With a lack of detailed evidence of where and when the influx is occurring, many utilities opt to increase the capacity of wastewater evacuation and treatment to avoid the wastewater systems becoming completely overrun. This, however, does not solve the underlying problem. To avoid environmental hazards and misguided investments in treatment capacity, the challenge is to determine when and where the influx is occurring and to decide the right measures to fix leakages, decrease rainfall penetration, and mitigate against periods of heavy rain and storm events.  

InfoTiles applies control system (SCADA) data to analyse the dry and wet weather behaviour of wastewater treatment systems. The amount of influx in every pump station is calculated in real-time, allowing water managers to see trends, resulting costs, and where to focus maintenance. Once the key problem areas have been identified, Internet of Things (IoT) devices can be placed in critical points in collected data to be included in the live dashboards and obtain more detailed measurements. 

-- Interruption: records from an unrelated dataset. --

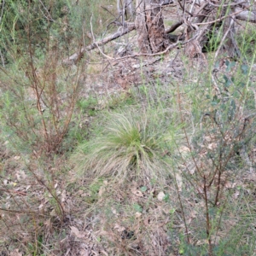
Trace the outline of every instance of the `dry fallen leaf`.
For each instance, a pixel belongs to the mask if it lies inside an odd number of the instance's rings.
[[[120,226],[119,224],[115,224],[113,229],[118,230],[119,232],[123,232],[125,230],[125,228]]]
[[[143,193],[136,188],[131,189],[131,193],[138,197],[143,197]]]
[[[142,215],[143,215],[142,212],[135,212],[135,217],[136,217],[136,218],[139,218]]]
[[[84,232],[80,232],[76,227],[71,226],[71,235],[77,236],[78,238],[84,237]]]
[[[22,256],[22,253],[19,252],[19,249],[15,249],[9,253],[9,256]]]
[[[239,190],[236,190],[236,193],[233,195],[233,198],[237,199],[239,195],[240,195]]]
[[[175,174],[175,177],[176,177],[177,189],[178,189],[178,191],[182,191],[182,188],[183,188],[183,177],[182,177],[182,176],[178,172],[177,172]]]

The influx in every pump station is calculated in real-time, allowing water managers to see trends, costs, and where to focus maintenance 

For one of InfoTiles’ customers, a water utility in Norway, it discovered that the pumps were pushing five million cubic meters (m3) of wastewater per year, of which, 20% was influx surface water (more than one million m3). The cost of treatment of this extra influx service water into the wastewater system was around 1.5 million euros, not including the energy costs of transporting the water for treatment in the first place. 

About 50% of the influx water was handled by three pump stations of about thirty the utility had in total. This enabled the maintenance team to rapidly identify focal points for further measurements, and eventually, identify the critical points to remedy in order to reduce the influx. Furthermore, the analysis made through InfoTiles discovered that some pumps were being constantly overloaded with influx occurring even in dry weather conditions. Upstream pipes were situated close to the banks of the nearby river, in soil that was constantly saturated by water from the river. 

In essence, the wastewater system was being used to absorb and pump river water, treat it, and release the water back into the river once it was treated. The three pumps in question had already been chosen for upgrade due to the strain but, with the extra insights gained through using InfoTiles, this decision could be challenged, as an alternative and better placed investment would be to improve the integrity of upstream wastewater pipes instead.   

In summary, through real-time monitoring of wastewater influx, the actual costs became clearer to the utility, and informed financial and operational decisions could be made to improve the most vulnerable parts of the wastewater grid.